Not a parade of men...c'mon now Wendy. Enough about you anyway, keep that same energy you had before when you wouldn't talk about self.

Anonymous said...

Wendy we don't care about some 55 year old menopausal woman's dating habits. Wendy you are no longer a 22 year old. Give it rest. You fell out already on stage with all that dipping and doing.

Anonymous said...

10:16am
Wendell is that you?? You sound desperate and parched.

Niyabinghi/ObeahWomanWarrior said...

8:49 AM Cosign.

10:16 AM Shut yo ass up, dating and healing can reside in the same space? if you don't take your desperate low self esteem, can't give you pussay a rest, running from one man to the next, terrified of being alone is even for a second. When yo ass is unhealed the last fucking place yo ass need to be is in a relationship or dating. Healing requires rest, self reflection and healing. Who the fuck ain't healed is out here dating? Wendy's ass stayed in that toxic abusive ass relationship long past it's expiration date, last thing her ass need to be doing is dating with her obvious issues. Her ass need some private counseling session with Iyanla to fix her damn life, she need to reading some In the Meantime, The Value in the Valley. While she looks better, her ass been on tv flashing that gaudy ass ring, throwing shade on other people's relationships while her shit was a dumpster fire. Wendy's ass need deep soul searching, cleansing and healing.

Anonymous said...

Niya warrior woman
Thanks sis, you said what folks needed to hear. Wendy dating is like going from the frying pan into the fire. Like you said Wendy life was a row of dumpster fires.

WiserWords2 said...

Anonymous said...
Wendy we don't care about some 55 year old menopausal woman's dating habits. Wendy you are no longer a 22 year old. Give it rest. You fell out already on stage with all that dipping and doing.

11:42 AM
--------------------------------------
I hope YOU'LL be lucky enough to reach 50!

Anonymous said...

There's no law that says hanging out with someone of the opposite sex means intimacy is going on. Even talk can be intimate and she doesn't need that either. Have fun with men near your income bracket or a nerd with a decent job...just leave the hoodrats alone. However, with her past drug use, she may need a different kind of therapy before moving on to another long-term relationship.

Anonymous said...

She was checked out LOOOOOOONG before we found out about it - trust and believe.
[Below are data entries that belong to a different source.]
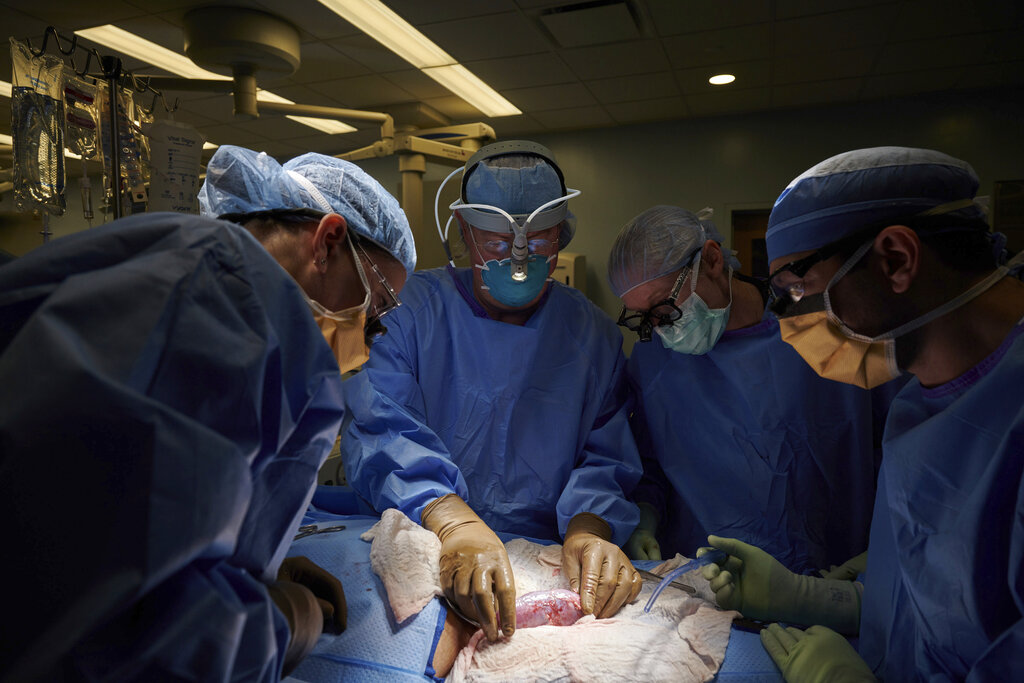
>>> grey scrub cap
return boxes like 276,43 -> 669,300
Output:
456,140 -> 575,249
199,144 -> 416,273
608,205 -> 739,297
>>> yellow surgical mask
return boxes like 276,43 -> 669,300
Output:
302,238 -> 370,374
778,239 -> 1010,389
778,297 -> 900,389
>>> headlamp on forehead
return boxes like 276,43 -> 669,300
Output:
434,140 -> 580,283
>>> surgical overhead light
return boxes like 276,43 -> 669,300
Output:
319,0 -> 522,117
75,24 -> 355,134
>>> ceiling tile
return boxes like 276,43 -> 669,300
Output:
889,0 -> 1024,40
585,72 -> 679,104
538,2 -> 640,47
647,0 -> 772,36
316,76 -> 415,109
604,97 -> 686,124
420,12 -> 552,61
291,43 -> 370,83
773,6 -> 895,58
873,34 -> 990,74
505,83 -> 597,114
662,24 -> 770,69
424,95 -> 489,123
383,69 -> 452,100
771,78 -> 864,106
559,40 -> 669,80
534,106 -> 614,130
676,59 -> 771,95
861,68 -> 966,99
484,114 -> 545,139
328,34 -> 410,73
775,0 -> 895,19
686,88 -> 771,116
465,52 -> 577,90
387,0 -> 516,27
771,48 -> 878,85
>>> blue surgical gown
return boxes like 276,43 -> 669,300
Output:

She was building her case and securing her coins, all while putting on a "Happy Facade".
That's why it is so "easy" for her to date - she hasn't had a real marriage in YEARS!
And fuck all you little 20 somethings that think you are old at 50 and can't go on with your life because of some dude. HALF her life, she was being abused. HALF her life, she was being cheated on. HALF her life, he has been living off of her success. Do you Wendy. I know I would after all of that!